Les propositions de communication, qui contiendront un titre, un résumé d’intention de 150 à 200 mots et une notice biobibliographique de 150 mots, devront parvenir aux adresses suivantes : mpioffet@yorku.ca et matthieu.tardif@umontreal.ca avant le 1er décembre 2023.


 
[1] Eatenonha : racines autochtones de la démocratie moderne, trad. Geneviève Deschamps, Québec, Presses de l’université Laval, coll. « À propos », 2021, p. 3.
[2] Les Autochtones, la part effacée du Québec, Montréal, Mémoire d’encrier, 2020, p. 18.
[3] Dictionnaire caraïbe-français, [désormais DCF], Paris, Karthala, 1999, p. 113. 
[4] DCF, p. 201.
[5] Id.
[6] Paul Lejeune, Relation de ce qui s’est passé en la Nouvelle France en l’année 1633., dans Relations des Jésuites : contenant ce qui s’est passé de plus remarquable dans les missions des Pères de la Compagnie de Jésus dans la Nouvelle-France, Montréal, Éditions du Jour, 1972, p. 9.
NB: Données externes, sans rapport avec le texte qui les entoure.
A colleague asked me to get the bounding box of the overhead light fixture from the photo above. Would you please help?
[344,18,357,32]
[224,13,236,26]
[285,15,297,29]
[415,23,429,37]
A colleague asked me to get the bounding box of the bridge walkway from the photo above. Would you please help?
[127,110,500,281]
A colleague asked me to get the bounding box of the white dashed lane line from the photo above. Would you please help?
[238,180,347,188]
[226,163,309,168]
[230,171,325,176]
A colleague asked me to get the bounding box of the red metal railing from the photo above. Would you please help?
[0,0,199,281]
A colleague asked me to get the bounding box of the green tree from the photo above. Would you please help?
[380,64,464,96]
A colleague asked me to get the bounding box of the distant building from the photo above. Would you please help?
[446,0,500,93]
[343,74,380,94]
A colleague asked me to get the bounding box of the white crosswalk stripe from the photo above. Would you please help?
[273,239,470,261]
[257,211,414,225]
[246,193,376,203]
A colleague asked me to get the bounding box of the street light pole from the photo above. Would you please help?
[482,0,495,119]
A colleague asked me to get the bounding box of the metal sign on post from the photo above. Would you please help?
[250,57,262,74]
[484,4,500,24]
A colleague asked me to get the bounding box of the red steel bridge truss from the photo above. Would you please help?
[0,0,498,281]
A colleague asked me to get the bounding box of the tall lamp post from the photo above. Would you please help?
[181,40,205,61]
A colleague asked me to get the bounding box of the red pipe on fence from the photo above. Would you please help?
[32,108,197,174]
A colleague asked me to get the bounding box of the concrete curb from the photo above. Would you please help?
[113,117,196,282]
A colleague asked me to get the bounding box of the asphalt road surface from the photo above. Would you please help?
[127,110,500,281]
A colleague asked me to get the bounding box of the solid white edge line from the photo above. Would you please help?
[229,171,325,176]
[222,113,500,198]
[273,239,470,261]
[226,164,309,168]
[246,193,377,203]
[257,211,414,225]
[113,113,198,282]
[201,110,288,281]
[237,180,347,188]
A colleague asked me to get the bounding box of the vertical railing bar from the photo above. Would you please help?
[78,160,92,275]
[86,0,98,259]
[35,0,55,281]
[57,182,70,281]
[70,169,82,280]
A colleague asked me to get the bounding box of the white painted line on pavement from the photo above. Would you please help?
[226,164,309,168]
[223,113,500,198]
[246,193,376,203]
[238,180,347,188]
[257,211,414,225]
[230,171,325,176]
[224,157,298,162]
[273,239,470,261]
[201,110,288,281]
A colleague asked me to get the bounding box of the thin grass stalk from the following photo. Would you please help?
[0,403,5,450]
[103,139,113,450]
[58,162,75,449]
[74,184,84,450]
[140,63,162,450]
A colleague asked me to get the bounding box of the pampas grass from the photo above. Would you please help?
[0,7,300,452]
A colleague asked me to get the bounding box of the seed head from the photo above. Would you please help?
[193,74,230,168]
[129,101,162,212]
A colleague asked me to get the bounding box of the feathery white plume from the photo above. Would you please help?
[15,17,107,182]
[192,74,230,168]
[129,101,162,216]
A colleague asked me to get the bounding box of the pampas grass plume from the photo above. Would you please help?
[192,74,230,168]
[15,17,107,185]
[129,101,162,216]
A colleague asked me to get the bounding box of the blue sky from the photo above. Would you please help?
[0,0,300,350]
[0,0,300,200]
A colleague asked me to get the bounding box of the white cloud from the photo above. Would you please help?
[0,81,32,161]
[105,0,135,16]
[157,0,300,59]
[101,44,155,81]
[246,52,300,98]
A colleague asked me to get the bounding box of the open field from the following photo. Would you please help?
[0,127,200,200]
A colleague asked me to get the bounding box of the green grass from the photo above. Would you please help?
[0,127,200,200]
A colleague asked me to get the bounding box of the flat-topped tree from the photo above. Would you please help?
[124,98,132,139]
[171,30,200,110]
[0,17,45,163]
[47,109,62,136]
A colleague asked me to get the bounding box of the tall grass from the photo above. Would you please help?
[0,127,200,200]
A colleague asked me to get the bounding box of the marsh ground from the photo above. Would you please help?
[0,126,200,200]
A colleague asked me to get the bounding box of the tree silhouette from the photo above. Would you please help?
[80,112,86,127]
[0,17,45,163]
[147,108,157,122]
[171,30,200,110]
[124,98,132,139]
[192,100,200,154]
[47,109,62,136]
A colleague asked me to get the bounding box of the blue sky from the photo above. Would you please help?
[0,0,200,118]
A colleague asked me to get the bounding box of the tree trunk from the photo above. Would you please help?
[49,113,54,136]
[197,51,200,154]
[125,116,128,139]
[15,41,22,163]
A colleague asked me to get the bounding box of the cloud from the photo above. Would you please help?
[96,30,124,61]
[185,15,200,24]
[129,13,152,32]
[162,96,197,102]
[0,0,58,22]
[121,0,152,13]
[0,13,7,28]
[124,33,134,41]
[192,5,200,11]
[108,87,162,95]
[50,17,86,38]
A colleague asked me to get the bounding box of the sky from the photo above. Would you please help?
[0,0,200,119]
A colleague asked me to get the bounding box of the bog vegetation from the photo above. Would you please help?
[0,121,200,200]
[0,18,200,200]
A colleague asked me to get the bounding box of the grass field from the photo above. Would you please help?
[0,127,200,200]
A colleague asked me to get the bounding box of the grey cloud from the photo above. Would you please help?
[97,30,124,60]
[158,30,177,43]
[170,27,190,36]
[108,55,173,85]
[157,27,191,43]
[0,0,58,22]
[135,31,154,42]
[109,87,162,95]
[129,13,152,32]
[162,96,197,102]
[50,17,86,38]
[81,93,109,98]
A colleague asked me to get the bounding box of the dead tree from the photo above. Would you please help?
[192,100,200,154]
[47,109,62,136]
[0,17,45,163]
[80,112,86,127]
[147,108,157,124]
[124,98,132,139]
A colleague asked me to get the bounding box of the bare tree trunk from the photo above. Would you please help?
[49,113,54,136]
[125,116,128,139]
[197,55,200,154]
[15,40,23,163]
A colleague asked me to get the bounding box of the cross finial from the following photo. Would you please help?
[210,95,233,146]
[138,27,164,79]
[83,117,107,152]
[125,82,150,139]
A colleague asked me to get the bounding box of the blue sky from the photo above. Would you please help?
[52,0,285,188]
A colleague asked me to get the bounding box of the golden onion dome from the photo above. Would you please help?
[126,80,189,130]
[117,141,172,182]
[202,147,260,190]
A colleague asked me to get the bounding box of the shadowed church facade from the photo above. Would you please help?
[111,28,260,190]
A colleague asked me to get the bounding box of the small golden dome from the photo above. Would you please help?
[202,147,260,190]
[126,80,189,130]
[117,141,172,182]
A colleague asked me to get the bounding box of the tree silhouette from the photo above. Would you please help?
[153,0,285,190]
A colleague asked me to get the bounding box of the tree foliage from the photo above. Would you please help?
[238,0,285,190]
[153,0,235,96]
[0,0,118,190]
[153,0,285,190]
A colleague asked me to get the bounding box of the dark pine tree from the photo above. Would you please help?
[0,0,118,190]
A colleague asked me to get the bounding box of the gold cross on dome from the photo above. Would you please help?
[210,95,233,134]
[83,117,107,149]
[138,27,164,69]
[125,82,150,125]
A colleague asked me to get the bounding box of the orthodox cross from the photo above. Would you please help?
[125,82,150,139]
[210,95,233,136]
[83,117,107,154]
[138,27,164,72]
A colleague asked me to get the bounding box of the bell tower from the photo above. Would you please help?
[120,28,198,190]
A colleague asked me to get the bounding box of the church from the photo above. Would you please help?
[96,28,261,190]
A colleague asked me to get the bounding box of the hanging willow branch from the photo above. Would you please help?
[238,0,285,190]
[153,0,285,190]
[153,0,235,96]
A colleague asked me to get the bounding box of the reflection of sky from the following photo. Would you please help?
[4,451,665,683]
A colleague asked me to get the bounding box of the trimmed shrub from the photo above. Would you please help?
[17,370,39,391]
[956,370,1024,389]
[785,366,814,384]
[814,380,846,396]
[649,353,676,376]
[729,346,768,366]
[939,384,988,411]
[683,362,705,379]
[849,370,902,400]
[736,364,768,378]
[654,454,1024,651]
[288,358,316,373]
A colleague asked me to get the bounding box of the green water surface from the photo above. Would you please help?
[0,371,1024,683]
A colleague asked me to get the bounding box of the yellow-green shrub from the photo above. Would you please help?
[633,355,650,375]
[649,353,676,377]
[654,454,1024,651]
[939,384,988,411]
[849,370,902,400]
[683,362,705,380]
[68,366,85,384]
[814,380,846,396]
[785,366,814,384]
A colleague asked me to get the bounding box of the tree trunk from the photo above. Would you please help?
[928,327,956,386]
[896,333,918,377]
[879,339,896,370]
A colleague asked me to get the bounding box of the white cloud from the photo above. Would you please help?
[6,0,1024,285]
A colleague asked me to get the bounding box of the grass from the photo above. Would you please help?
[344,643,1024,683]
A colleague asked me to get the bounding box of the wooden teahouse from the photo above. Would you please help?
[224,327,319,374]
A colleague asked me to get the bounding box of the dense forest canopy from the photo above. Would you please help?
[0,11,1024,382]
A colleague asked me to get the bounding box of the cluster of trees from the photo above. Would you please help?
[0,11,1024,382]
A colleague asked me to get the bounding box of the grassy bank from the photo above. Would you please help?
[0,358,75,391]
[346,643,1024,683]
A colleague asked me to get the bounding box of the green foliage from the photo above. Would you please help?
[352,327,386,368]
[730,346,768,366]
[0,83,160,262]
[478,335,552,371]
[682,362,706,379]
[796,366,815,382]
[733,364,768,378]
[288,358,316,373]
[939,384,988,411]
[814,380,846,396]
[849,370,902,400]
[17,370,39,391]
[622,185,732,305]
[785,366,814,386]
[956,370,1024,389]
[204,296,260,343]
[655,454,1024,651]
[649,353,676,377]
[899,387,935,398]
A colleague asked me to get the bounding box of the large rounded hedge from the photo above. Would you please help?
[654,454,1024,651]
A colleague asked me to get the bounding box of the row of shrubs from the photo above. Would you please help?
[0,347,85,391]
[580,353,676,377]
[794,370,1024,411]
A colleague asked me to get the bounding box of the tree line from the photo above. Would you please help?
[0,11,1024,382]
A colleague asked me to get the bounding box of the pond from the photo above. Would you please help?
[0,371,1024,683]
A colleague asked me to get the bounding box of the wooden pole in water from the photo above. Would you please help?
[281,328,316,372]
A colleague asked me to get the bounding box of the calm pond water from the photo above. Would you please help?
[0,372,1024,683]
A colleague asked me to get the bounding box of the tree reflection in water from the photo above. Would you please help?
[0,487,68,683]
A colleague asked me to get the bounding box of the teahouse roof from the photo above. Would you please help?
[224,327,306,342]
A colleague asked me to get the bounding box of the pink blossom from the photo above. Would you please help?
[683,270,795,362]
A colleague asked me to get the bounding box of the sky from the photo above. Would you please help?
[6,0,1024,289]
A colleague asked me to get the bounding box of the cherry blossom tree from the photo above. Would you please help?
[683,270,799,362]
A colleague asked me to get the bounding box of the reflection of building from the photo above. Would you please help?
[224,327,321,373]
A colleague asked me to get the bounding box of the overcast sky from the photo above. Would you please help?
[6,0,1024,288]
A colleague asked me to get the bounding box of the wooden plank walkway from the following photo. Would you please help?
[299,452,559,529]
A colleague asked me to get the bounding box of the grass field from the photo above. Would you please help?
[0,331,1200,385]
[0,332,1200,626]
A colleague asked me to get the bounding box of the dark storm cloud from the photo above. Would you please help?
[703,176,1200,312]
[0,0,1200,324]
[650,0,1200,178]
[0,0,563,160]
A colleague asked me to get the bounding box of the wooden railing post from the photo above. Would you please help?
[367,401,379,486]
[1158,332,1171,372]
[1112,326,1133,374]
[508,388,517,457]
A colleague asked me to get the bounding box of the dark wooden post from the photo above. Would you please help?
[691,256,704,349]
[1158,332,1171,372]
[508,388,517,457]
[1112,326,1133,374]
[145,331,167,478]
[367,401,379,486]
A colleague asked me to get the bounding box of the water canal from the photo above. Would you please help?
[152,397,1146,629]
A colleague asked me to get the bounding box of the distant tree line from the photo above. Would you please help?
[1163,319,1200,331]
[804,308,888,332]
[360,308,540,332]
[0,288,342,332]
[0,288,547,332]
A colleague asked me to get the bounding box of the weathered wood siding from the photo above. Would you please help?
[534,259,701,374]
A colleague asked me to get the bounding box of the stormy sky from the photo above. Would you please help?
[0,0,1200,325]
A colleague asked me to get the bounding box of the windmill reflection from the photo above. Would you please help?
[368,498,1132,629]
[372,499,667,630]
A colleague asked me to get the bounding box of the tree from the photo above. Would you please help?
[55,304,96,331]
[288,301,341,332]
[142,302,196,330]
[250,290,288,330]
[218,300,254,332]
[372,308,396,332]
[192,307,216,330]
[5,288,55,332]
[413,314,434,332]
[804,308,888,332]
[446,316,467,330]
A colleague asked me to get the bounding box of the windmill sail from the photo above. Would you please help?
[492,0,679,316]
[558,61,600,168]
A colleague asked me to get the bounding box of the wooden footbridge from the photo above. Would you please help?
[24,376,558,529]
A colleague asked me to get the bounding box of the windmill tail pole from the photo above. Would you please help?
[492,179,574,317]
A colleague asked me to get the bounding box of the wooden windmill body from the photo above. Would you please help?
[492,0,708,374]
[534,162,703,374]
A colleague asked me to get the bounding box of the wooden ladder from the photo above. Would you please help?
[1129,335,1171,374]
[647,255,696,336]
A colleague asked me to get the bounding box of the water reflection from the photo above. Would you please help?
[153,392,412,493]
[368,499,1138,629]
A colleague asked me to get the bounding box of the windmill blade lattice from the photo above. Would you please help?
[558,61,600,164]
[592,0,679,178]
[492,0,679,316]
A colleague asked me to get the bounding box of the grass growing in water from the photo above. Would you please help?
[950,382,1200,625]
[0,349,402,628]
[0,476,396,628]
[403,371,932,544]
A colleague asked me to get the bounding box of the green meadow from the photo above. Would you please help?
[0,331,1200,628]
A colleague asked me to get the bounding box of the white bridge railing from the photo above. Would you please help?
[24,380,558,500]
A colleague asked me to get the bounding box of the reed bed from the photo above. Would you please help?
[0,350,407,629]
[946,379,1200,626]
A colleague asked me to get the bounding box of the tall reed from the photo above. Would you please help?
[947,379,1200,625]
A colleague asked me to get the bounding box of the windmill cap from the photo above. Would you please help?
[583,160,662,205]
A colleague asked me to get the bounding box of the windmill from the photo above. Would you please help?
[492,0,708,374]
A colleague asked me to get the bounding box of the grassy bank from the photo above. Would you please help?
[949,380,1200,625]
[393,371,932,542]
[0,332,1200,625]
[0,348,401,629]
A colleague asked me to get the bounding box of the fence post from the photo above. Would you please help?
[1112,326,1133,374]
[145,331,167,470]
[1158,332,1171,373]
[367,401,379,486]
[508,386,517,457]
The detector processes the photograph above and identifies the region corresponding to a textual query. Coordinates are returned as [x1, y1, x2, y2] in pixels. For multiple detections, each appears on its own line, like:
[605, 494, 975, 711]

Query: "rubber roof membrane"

[7] Charles de Rochefort, Histoire naturelle et morale des îles Antilles de l’Amérique, éd. Bernard Grunberg, Benoît Roux et Josiane Grunberg, Paris, L’Harmattan, 2012 [éd. de Rotterdam, 1658], t. II, p. 9.
[8] « Préface » dans Marie-Hélène Jeannotte, Jonathan Lamy et Isabelle St-Amand (dir.), Nous sommes des histoires. Réflexions sur la littérature autochtone, Montréal, Mémoire d’encrier, 2018, p. 5.
[9] An Antane Kapesh, Tanite nan etutamin nitassi / Qu’as-tu fait de mon pays ?, éd. Naomi Fontaine, trad. José Mailhot, Montréal, Mémoire d’encrier, 2020, p. 77.